Supporters and employees of ABS-CBN, the country's largest broadcast network, hold placards as they join a protest in front of the ABS-CBN building in Manila on February 21, 2020. Philippines' government lawyers moved on February 10 to strip the nation's biggest media group of its operating franchise in what campaigners branded a fresh attack on press freedom under President Rodrigo Duterte.
AFP/Basilio Sepe
Supreme Court defers discussion on plea vs ABS-CBN to March 10
Kristine Joy Patag ( - February 26, 2020 - 1:59pm

MANILA, Philippines — The Supreme Court reset the its deliberations on Solicitor General Jose Calida’s quo warranto petition against ABS-CBN’s legislative franchise.

SC spokesperson Brian Hosaka told reporters that the petition against the network giant “will be taken up again by the en banc on March 10, 2020.”

“This is to give the Justices time to go over the pleadings submitted by the parties, including the comments recently filed by the respondents,” he added.

ABS-CBN and its subsidiary ABS-CBN Convergence filed their comments on Calida’s quo warranto petition and motion for the issuance of a gag order on Monday, February 24.

Quo warranto comment

Calida accused the network and subsidiary ABS-CBN Convergence of "unlawfully exercising their legislative franchises, Republic Act 7966 and 8332."

Among the allegations thrown by Calida against the network are foreign ownership, illegal operations of its pay-per-view channel Kapamilya Box Office and illegal transfer of Multi-Media Telephony’s franchise to Convergence.

The network, in its Comment, said that the petition must be dismissed because the SC has no jurisdiction over its legislative franchise.

ABS-CBN also said that the quo warranto petition lacks merit as it denied the violations that Calida, the government's top lawyer, has alleged.

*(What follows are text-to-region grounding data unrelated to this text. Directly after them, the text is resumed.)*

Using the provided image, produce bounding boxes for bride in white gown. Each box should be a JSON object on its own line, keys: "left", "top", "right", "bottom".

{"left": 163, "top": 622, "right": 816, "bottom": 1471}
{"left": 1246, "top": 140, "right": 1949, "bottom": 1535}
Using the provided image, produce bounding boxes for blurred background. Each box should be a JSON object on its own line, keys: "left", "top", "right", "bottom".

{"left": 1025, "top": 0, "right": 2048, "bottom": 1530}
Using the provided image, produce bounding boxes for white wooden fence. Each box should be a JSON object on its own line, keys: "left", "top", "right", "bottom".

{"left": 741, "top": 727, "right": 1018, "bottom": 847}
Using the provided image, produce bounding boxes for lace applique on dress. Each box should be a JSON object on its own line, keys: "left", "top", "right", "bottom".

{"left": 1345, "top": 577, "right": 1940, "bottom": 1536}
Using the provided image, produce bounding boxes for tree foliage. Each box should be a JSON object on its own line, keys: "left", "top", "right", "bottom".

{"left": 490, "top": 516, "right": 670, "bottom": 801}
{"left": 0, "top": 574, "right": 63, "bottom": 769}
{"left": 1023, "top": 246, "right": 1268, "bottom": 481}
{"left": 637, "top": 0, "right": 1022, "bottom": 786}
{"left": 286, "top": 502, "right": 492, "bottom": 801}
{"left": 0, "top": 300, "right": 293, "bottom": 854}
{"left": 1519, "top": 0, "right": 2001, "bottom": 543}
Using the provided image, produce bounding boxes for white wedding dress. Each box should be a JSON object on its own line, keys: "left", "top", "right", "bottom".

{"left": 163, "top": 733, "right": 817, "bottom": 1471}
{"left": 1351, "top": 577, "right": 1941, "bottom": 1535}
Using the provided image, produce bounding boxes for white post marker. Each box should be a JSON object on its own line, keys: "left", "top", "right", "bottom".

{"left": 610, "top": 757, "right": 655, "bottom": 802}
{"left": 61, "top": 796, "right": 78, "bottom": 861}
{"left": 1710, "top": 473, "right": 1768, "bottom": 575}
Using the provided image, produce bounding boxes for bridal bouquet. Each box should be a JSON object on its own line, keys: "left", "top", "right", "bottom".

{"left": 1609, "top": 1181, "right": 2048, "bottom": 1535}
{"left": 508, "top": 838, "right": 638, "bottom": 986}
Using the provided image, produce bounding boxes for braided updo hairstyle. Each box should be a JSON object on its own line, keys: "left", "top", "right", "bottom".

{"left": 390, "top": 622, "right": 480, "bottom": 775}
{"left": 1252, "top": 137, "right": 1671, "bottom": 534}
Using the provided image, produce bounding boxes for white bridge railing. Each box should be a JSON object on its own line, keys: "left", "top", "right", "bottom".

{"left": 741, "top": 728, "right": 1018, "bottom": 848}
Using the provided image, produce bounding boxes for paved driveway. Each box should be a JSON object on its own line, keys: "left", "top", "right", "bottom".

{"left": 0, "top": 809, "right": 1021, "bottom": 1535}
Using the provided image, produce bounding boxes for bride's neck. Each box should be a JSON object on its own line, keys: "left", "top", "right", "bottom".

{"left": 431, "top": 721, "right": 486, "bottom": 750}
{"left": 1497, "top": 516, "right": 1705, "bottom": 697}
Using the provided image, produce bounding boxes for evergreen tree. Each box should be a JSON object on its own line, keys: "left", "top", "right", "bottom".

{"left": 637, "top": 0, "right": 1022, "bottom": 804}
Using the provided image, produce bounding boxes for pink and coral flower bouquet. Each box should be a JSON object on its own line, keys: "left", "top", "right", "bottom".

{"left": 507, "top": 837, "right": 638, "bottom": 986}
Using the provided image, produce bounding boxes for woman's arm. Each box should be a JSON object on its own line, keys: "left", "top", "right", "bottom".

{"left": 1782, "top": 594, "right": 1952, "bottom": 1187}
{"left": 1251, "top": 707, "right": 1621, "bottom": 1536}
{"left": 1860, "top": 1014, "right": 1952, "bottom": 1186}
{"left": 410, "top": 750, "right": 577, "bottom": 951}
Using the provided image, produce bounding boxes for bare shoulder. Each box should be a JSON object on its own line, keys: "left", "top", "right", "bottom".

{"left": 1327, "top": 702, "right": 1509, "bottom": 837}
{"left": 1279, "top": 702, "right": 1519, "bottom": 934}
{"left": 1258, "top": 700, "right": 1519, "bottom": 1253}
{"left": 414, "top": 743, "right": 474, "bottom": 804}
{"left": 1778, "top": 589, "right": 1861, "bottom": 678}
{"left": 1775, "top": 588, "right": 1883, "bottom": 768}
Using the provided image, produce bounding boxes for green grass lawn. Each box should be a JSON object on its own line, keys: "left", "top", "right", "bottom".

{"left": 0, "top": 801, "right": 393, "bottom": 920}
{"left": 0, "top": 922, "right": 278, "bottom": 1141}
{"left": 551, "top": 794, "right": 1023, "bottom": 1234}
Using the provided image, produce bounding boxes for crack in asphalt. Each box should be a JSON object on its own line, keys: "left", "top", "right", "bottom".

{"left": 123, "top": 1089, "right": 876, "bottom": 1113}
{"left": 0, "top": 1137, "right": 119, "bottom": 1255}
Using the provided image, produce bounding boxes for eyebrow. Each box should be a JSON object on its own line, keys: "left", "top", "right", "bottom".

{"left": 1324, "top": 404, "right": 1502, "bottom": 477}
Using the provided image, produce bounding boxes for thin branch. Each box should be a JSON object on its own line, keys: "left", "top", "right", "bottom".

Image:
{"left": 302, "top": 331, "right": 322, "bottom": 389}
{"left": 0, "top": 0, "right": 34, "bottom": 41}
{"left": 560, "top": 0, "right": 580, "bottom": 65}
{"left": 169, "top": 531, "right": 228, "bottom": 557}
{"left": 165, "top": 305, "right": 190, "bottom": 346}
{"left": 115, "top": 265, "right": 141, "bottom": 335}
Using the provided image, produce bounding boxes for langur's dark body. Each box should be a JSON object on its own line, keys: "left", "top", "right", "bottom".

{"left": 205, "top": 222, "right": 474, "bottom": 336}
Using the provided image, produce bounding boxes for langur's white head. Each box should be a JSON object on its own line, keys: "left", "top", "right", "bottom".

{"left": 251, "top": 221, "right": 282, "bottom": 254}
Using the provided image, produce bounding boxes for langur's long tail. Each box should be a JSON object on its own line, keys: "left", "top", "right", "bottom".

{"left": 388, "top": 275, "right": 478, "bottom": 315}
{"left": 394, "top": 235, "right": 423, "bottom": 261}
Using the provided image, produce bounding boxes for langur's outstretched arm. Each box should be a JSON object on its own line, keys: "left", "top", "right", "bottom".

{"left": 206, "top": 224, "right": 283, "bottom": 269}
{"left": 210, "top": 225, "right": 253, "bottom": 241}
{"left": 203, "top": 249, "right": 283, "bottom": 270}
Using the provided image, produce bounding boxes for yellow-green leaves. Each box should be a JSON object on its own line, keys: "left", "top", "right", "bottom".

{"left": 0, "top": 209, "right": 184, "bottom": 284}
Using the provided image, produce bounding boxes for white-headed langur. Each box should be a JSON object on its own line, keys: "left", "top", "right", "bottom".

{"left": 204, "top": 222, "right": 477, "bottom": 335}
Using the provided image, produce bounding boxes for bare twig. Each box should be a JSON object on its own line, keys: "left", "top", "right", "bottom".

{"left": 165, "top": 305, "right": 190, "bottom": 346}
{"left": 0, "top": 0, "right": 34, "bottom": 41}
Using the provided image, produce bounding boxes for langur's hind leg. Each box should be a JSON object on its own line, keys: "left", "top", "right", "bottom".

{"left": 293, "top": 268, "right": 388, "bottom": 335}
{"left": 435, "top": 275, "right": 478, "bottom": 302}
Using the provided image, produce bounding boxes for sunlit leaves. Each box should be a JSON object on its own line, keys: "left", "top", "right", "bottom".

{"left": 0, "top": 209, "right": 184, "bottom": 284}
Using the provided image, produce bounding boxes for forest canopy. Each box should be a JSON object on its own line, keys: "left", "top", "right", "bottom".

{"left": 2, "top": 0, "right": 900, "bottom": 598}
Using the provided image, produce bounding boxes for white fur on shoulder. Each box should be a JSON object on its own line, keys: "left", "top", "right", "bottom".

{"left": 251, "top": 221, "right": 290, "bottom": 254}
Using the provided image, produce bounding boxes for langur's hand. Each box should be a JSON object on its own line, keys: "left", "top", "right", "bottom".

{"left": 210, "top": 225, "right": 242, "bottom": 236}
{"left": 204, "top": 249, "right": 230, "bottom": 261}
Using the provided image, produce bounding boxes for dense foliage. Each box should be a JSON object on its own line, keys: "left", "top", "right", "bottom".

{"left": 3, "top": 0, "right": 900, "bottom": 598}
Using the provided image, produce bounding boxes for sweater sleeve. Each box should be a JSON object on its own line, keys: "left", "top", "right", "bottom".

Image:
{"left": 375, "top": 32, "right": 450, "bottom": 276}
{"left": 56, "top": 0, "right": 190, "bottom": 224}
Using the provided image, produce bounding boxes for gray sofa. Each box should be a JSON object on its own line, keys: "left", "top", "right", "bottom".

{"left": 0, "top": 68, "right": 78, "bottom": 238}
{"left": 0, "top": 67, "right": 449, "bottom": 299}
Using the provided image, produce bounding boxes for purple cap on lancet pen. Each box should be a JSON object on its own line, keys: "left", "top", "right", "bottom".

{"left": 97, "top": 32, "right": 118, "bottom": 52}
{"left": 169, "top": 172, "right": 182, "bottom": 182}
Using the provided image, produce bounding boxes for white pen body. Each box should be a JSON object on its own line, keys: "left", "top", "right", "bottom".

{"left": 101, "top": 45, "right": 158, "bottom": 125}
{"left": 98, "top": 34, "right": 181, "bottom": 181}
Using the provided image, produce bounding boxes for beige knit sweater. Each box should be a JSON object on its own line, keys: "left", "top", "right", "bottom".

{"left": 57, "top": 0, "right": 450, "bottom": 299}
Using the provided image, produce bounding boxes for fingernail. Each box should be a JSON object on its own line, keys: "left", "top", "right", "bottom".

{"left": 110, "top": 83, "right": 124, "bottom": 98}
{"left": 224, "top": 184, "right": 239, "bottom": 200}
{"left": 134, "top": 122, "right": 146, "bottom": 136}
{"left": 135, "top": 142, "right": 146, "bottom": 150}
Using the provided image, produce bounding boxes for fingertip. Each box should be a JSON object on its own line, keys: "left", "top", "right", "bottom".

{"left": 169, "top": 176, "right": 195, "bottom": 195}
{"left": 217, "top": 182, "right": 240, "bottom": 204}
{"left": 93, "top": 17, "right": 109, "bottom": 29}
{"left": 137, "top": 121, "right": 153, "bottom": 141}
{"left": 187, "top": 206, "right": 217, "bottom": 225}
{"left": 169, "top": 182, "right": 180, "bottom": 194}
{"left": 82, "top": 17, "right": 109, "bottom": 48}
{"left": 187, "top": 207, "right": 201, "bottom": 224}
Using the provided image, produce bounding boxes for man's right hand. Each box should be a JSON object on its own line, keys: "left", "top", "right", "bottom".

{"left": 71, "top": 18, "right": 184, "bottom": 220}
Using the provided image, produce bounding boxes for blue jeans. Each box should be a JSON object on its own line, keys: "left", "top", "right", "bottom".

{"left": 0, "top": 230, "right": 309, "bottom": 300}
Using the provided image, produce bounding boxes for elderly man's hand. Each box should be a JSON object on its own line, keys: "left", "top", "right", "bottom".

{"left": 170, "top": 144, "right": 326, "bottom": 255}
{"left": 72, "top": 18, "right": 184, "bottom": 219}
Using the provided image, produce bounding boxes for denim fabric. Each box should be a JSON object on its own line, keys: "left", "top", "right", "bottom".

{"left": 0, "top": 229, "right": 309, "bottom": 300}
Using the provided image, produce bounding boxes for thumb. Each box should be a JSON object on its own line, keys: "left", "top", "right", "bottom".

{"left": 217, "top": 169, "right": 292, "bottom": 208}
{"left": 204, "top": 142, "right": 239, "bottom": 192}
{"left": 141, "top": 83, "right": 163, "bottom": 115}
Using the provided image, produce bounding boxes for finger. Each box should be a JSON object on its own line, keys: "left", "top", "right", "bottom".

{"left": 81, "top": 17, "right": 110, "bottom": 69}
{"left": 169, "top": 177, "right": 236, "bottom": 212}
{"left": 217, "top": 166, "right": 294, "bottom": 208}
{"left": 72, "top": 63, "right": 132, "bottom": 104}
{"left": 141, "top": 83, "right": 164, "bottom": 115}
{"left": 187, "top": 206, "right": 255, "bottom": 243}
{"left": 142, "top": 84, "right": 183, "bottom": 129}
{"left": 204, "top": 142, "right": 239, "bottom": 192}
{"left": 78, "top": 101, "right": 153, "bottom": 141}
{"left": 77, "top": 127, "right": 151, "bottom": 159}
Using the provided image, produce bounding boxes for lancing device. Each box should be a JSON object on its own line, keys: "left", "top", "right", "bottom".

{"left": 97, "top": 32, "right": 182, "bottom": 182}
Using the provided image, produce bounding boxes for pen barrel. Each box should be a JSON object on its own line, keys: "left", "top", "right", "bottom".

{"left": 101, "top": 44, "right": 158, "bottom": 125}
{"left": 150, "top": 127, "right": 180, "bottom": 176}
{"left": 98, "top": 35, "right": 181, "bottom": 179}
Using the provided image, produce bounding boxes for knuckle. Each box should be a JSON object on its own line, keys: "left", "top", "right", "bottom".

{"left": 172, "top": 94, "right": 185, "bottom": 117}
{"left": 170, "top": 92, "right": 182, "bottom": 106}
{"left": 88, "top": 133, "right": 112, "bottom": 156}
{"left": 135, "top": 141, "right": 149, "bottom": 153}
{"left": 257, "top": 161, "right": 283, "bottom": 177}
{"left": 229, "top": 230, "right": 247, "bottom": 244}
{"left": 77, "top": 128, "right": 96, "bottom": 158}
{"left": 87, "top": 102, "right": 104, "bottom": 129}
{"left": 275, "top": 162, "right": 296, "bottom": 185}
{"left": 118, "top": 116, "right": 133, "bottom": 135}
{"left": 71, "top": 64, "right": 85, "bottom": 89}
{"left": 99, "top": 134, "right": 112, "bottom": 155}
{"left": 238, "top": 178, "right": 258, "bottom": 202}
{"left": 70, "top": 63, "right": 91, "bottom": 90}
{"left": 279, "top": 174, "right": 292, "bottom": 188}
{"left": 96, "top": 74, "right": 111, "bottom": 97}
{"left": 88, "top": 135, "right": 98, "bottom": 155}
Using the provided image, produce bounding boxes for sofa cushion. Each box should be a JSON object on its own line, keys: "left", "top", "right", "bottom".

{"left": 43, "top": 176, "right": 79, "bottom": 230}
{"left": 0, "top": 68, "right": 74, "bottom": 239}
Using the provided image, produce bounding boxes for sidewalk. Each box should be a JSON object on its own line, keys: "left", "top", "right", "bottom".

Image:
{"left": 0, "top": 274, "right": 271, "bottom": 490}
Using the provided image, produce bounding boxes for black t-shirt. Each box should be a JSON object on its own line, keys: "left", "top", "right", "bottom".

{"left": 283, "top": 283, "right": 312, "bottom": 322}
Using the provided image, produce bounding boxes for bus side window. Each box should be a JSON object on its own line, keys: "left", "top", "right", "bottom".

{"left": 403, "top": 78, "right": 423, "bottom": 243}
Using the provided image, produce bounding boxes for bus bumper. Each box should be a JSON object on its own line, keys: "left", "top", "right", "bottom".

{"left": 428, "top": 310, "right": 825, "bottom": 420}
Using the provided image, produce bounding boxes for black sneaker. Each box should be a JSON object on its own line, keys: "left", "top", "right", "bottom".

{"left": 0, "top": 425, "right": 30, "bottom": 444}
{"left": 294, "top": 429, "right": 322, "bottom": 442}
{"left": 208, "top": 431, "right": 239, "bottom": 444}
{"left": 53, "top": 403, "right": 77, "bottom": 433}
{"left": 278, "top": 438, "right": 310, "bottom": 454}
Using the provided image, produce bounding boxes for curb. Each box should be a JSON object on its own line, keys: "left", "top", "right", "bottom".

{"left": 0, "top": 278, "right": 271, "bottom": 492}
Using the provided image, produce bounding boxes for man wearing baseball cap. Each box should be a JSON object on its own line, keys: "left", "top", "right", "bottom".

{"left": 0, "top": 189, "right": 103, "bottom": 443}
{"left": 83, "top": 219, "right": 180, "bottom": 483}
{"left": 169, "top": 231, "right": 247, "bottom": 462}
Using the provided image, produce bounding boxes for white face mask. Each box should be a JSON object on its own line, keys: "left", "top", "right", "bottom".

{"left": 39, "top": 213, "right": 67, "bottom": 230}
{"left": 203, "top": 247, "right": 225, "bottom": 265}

EXPLAINER: Point by point: ABS-CBN answers Solgen Calida's quo warranto petition

Gag order comment

 A week after Calida filed the quo warranto plea, he again went to the SC and urged the tribunal to prohibit “parties and persons acting on their behalf from releasing any statements discussing the merits of its quo warranto petition.”

He accused ABS-CBN of engaging in propaganda and cited reports and explainers of the network’s journalists, commentaries by its digital arm and statements of its artists and other media personalities as instances when the network violated the sub judice rule.

The sub judice rule, in Philippine jurisprudence, "restricts comments and disclosures pertaining to judicial proceedings to avoid prejudging the issue, influencing the court, or obstructing the administration of justice."

ABS-CBN and its subsidiary ABS-CBN Convergence rebutted that “[a] gag order against ABS-CBN would be a huge disservice to the Filipino people as it would deprive them of a vital source of information on a matter of transcendental importance.”

They also said that the sub judice rule “should not be applied to impair, through prior restraint, the fundamental freedoms of speech and of the press that serve as bedrocks of a democratic society.”

Franchise woes

Journalists groups have slammed Calida’s petition as an attack against press freedom and a proof that the “government is hell bent on using all its powers to shut down” ABS-CBN.

As the network defends its current franchise—ending on May 4—before the SC, it is also applying for renewal at Congress.

The House of Representatives started the proceedings on the bills calling for the network’s franchise renewal last Monday by receiving position papers on the issue, but House Speaker Alan Cayetano said they may take up the proposed measures on May or July.

The president has repeatedly threatened he would block the renewal of the broadcast network’s franchise, but presidential spokersperson Salvador Panelo said this warning should not be taken literally.

 Sen. Christopher “Bong” Go, Duterte’s long time aide and de facto spokesperson, meanwhile scolded the network for airing an advertisement which he said was meant to “malign” the president in the lead up to the 2016 national elections.

He told the Senate panel Monday, in a mix of English and Filipino: “The president’s grievances against the network are not shallow. He was hurthis reputation has been tarnished... The president is not vindictive but it is clear that someone went overboard trying to malign him.”